The maximum gene-support, the second highest gene-support, and the gap between them expanded when more genes were involved although the maximum gene-support percentages and the second highest gene-support percentages did not increase (Table 2). At the same time, precision increased. Therefore, higher confidence is obtained when more genes are involved.

Table 2.

The number of sampled genes, the maximum gene-supports (MGS), the second highest gene-supports (2nd_HGS), the differences between MGS and 2nd_HGS (DMGS), the maximum gene-support percentages (MGSP), the second highest gene-support percentages (2nd_HGSP), the differences of MGSP and 2nd_HGSP (DMGSP), and precisions*.

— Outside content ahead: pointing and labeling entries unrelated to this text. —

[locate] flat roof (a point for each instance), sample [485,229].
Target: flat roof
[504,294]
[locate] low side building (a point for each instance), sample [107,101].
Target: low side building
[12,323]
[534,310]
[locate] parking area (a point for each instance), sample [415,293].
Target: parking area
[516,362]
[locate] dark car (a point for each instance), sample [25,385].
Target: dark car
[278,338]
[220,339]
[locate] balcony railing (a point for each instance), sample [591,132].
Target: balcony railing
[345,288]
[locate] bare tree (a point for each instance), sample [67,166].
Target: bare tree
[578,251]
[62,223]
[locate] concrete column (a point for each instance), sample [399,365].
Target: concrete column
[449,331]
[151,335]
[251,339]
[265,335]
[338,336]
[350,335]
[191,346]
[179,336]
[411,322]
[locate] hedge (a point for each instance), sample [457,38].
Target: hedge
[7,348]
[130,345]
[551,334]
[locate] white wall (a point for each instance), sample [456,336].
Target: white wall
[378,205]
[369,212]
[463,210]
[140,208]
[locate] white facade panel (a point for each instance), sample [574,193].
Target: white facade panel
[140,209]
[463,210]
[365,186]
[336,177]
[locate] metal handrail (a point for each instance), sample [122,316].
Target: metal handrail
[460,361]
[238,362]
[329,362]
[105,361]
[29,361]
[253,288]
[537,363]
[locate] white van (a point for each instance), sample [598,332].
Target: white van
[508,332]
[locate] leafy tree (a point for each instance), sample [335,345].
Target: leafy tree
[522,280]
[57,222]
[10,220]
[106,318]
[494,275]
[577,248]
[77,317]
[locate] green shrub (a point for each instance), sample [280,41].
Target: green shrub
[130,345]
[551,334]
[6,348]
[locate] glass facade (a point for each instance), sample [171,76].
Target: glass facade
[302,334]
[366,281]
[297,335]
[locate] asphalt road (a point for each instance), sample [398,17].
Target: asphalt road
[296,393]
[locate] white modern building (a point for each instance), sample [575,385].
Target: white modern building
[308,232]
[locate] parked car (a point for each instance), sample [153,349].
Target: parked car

Genes	MGS	2nd_HGS	DMGS	MGSP	2nd HGSP	DMGSP	Precision
Genes	MGS	2nd_HGS	DMGS	%	%	%	%
5	1.6(0.5)	1.0(0)	0.6(0.5)	32.0(11.0)	20.0(0)	12.0(11.0)	60
10	3.2(1.4)	1.4(0.5)	1.8(1.3)	32.0(14.0)	14.0(5.2)	18.0(13.2)	80
15	4.0(1.6)	2.4(0.7)	1.6(2.0)	26.7(10.4)	16.0(4.7)	10.7(13.0)	60
20	5.3(2.3)	2.5(0.5)	2.8(2.6)	26.5(11.6)	12.5(2.6)	14.0(13.0)	90
24	6.6(1.8)	2.7(0.7)	3.9(2.2)	27.5(7.7)	11.3(2.8)	16.3(9.1)	90
25	6.5(1.5)	2.9(0.6)	3.6(1.8)	26.0(6.0)	11.6(2.3)	14.4(7.4)	100
30	8.3(1.6)	3.1(0.7)	5.2(2.1)	27.7(5.2)	10.3(2.5)	17.3(7.2)	100
106	28	9	19	26.4	8.5	17.9	100
r	0.91***	0.86***	0.78***	−10.11	−0.44	0.07	0.55
df	64	64	64	64	64	64	6

ML trees inferred from nucleotides (data not shown for other methods). Sample replicates: 10. Precision: the percentage of the number of congruent trees divided by the total number of trees.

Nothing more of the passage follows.